Va in ospedale per eseguire i test allergici e muore di shock anafilattico

Una tragedia accaduta recentemente ad Ancona: un uomo muore improvvisamente mentre stava eseguendo i test per le allergie
Va in ospedale per un'allergia e muore di shock anafilattico
Va in ospedale per un'allergia e muore di shock anafilattico (Jarun Ontakrai | Shutterstock)

ANCONA – Una storia che ha dell’incredibile ma che è, ahimè, tristemente vera. Come spesso accade, quando si sospetta un’allergia il medico invia il paziente presso un ospedale o un centro diagnostico per approfondire l’origine e la causa dei suoi sintomi. I test per le allergie sono abbastanza comuni e prevedono una micro-iniezione dell’allergene allo scopo di evidenziare eventuali reazioni allergiche. Ma, a quanto pare, a un uomo di 66 anni qualcosa è andato storto perché l’esame ha provocato la sua morte poco dopo. La causa? Uno shock anafilattico.

Test allergici mortali
Il suo nome era Francesco Restolfer ed era un uomo di 66 anni residente nel quartiere Brecce Bianche di Ancona. Sotto consiglio del medico, si era recato presso l’ospedale di Torrette allo scopo di eseguire dei test allergici. Ma il responso, il pover’uomo, non lo ha mai avuto perché non è più potuto uscire vivo dall’ospedale. Durante l’esame, infatti, ha assistito a uno choc anafilattico che ne ha causato il decesso.

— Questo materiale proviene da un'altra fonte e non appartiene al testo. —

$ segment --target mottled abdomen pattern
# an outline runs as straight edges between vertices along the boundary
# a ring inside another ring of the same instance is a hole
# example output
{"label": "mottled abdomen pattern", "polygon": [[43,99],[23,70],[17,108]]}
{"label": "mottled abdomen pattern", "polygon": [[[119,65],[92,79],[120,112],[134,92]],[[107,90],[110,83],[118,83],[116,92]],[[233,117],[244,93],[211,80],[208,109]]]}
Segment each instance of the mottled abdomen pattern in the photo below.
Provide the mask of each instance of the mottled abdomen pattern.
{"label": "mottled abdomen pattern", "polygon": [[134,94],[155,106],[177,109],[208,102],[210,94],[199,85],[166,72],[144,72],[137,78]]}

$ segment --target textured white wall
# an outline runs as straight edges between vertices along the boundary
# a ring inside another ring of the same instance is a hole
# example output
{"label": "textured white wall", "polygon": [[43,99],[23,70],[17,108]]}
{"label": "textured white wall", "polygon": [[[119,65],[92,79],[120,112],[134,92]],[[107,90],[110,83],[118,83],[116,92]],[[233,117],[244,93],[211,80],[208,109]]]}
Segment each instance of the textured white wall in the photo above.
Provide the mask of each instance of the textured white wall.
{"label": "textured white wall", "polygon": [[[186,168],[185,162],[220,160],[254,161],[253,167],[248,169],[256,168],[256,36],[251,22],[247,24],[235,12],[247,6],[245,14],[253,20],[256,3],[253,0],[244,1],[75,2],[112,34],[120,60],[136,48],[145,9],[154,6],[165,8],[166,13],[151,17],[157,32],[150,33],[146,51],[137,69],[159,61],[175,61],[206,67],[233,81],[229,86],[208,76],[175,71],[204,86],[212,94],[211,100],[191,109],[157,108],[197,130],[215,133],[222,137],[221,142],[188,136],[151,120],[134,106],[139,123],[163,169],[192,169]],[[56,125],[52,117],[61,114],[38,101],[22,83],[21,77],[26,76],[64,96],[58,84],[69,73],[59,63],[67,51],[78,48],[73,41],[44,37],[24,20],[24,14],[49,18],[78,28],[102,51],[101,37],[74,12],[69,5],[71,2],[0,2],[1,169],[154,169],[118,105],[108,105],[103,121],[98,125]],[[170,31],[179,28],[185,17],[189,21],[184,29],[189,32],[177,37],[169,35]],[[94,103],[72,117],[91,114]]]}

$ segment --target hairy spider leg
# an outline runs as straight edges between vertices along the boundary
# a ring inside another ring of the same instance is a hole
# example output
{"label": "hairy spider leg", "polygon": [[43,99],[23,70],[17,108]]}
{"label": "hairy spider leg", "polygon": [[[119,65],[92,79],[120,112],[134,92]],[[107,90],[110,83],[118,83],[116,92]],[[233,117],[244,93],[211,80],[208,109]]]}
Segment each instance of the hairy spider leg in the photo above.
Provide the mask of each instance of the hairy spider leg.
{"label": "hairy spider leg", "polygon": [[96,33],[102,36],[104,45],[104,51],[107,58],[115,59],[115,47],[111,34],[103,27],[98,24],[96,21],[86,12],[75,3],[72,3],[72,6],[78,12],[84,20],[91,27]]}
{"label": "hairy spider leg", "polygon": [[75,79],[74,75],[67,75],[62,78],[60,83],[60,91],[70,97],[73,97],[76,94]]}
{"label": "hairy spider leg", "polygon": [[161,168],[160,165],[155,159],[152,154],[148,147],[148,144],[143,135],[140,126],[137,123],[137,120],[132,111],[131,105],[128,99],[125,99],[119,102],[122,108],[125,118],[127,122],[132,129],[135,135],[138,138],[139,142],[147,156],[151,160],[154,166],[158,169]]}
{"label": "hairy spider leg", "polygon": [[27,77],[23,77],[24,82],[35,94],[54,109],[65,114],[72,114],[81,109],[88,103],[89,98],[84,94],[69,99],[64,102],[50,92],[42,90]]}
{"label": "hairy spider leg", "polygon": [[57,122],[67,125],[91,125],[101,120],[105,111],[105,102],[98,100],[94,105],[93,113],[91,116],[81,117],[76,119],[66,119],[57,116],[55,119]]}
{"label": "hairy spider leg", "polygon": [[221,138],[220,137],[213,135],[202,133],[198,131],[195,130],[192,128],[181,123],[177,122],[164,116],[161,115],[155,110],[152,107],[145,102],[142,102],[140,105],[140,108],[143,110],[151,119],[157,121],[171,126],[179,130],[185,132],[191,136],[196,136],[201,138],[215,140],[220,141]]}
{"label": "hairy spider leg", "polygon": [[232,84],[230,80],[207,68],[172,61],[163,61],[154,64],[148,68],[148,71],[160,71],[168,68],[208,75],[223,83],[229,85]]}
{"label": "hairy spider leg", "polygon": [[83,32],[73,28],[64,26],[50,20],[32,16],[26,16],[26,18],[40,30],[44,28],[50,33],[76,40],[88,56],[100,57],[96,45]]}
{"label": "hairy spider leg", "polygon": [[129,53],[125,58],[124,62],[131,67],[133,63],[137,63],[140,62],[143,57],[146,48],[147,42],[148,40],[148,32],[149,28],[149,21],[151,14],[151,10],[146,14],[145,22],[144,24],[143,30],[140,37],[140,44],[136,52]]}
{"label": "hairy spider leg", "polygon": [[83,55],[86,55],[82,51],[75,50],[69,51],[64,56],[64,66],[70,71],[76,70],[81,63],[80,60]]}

Perché era andato in ospedale?
Francesco aveva deciso di sottoporsi ai test allergici a causa di una reazione avversa accusata l’anno precedente in seguito alla somministrazione di un antibiotico per via intramuscolare. In realtà non sembrava essere niente di così pericoloso – era una semplice dermatite – ma era importante comprendere se aveva qualche allergia a uno o più farmaci di uso comune.

I dettagli della vicenda
Francesco si era recato da solo presso l’ospedale di Torrette nelle prime ore della mattina, ma solo all’ora di pranzo i familiari hanno ricevuto la comunicazione del suo decesso. Da quanto è emerso dalle prime ricostruzioni sembra proprio che l’uomo sia morto a causa delle sostanze utilizzate durante il test per le allergie. Per questo motivo la famiglia richiede che la Procura di Ancona faccia luce e giustizia sull’accaduto. «Non sono chiare le circostanze della morte e ai miei assistiti non è stato nemmeno concesso di vedere il loro caro. Sembra che lo choc anafilattico sia derivato da una delle sostanze utilizzate per i test, ma chiediamo che le cause del decesso siano chiarite attraverso l’autopsia», ha dichiarato l’avvocato della famiglia di Francesco, Alessandro Marrino.

Sequestro delle cartelle cliniche?
La querela è stata esposta presso la caserma dei carabinieri di Ancona. È indubbio che la notizia abbiamo sconvolto i familiari di Francesco, i quali hanno richiesto alla Procura un esame della salma e un sequestro delle cartelle cliniche. È difficile darsi pace quando una persona cara sparisce in maniera improvvisa senza comprendere bene la dinamica della sua morte. L’unica cosa certa è che prima di entrare in ospedale Francesco godeva di buona salute e che le probabilità che sia stato l’esame a provocargli la morte sono altissime. Ma solo il tempo e i risultati ottenuti dalle indagini potranno fare chiarezza sull’accaduto.